What's In Blue

Posted Fri 12 Mar 2021

Syria: Meeting on Political Developments

On Monday (15 March), Special Envoy Geir O. Pedersen is scheduled to brief the Security Council on the political situation in Syria in an open videoconference (VTC). A closed VTC is scheduled to follow.

Monday’s meeting is scheduled to coincide with the 10th anniversary of the start of the conflict in Syria. This past week has seen a number of statements by UN officials marking the occasion. UN High Commissioner for Human Rights Michelle Bachelet issued a statement on 11 March, focusing on the need for truth, justice and reparations for victims and highlighting her concerns about detainees and those who have been forcibly disappeared. “Many Syrian families”, she stated, “struggl[e] to establish the truth of what happened to their loved ones”. Speaking to the press on 10 March, Secretary-General António Guterres underscored that Syria’s people “have endured some of the greatest crimes the world has witnessed this century” and commemorated the hundreds of thousands who have died and millions who have been displaced. “Countless others”, he noted, “remain illegally detained and often tortured, missing, disappeared, or living in uncertainty and deprivation”. In this context, the Secretary-General underscored the need for accountability “if there is to be sustainable peace in Syria”.

Turning to the need for a political solution to the conflict, the Secretary-General highlighted the UN’s role in pursuing a negotiated political settlement, with a “first step on that path [being] tangible progress in the Constitutional Committee”. While arguing that all of Syrian society must be engaged in this process, it was also important that the international community engage in “sustained and robust diplomatic dialogue” in order to overcome their own divisions and work together to help bring peace to Syria.

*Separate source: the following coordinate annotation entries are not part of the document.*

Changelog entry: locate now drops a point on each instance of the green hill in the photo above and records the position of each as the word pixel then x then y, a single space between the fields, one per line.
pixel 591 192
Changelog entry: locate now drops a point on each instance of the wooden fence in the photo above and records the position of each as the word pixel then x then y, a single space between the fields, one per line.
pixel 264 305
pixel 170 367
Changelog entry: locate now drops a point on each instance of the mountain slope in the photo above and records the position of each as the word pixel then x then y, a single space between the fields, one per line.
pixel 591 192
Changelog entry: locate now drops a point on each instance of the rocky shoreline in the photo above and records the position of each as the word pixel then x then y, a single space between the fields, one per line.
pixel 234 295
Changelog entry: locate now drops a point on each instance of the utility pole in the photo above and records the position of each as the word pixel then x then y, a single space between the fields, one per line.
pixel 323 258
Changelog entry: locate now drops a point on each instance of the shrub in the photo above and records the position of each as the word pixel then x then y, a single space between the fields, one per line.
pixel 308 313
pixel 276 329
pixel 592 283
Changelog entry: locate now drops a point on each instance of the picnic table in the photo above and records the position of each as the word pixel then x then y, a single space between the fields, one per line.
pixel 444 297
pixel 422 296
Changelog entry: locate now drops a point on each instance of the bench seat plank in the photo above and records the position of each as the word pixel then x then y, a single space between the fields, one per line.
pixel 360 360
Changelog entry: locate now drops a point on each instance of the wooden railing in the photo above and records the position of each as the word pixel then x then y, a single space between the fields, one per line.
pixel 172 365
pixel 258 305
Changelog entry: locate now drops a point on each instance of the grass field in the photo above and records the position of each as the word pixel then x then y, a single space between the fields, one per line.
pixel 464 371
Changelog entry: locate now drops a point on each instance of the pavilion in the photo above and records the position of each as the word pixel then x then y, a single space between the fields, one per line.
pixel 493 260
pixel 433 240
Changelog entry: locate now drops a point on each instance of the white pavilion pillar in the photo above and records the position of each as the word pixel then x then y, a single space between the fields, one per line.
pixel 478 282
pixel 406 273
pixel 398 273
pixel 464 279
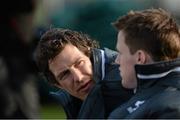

Pedersen is likely to echo the Secretary-General’s sentiments, calling on the need to reinvigorate the political process. He is also likely to reiterate a  point that he apparently underlined during the closed consultations on 9 February: that the lack of progress on the political track was due to a lack of constructive international diplomacy on Syria. Speaking to the press after the closed session, Pedersen stressed that without international diplomacy that “bridges existing divides and focuses on mutual and reciprocal steps, it is unlikely that any track—the constitutional track or any other—will really move forward”.

Pedersen is likely to offer an assessment of his recent diplomatic outreach, following the failure of the fifth round of the Constitutional Committee, which was held in Geneva during the week of 25 January, to achieve any discernable progress. To that end, Council members will be keen to hear about his meetings during his recent travels. In this regard, he met with representatives of the Astana guarantors—which consists of Russia, Turkey and Iran—in Sochi on 15-16 February, with Russian Foreign Minister Sergey Lavrov in Moscow on 18 February, and with Syrian officials in Damascus on 22-23 February. The outcome of these meetings, coupled with his engagement with a new US administration, will be important factors for determining if and when another round of the Constitutional Committee can be held. While most Council members continue to argue that steps should be taken to reinvigorate the Committee, others have apparently intimated that the Committee’s work is moribund and that a new approach is needed.

Depending on the results of his recent diplomatic efforts, Petersen may argue that he is willing to move ahead with organising a sixth round of Constitutional Committee talks, but only if he is able to gain assurances from the parties that doing so will result in meaningful progress and tangible outcomes. If such assurances are obtained, a sixth round could be organised within the next month. Pedersen may also reiterate that for a sixth round to be successful, parties to the Committee need to work in good faith toward drafting a new constitution for Syria, and current divisions amongst key international actors need to be bridged. A potential complicating factor to organising another round of talks will be the timing: if a sixth round cannot be organised within the next month, it is possible that it would have to be postponed until late summer, given the Ramadan holidays from mid-April to mid-May and potential Syrian presidential elections scheduled in late May or early June. Several Council members—including France, the UK and the US—have stressed that they will not recognise the results if the elections fail to conform with resolution 2254, which was unanimously adopted in 2015 and calls for “free and fair elections, pursuant to [a] new constitution, to be…administered under supervision of the UN”. Some Council members are also likely to argue that organising the elections without a new constitution in place could exacerbate the deep mistrust between the parties of the Constitutional Committee.

Finally, Pedersen may also echo Bachelet’s statement on the detainees and those who have been forcibly disappeared and note that there has not been any noticeable progress on this issue. Other members may raise this matter as well.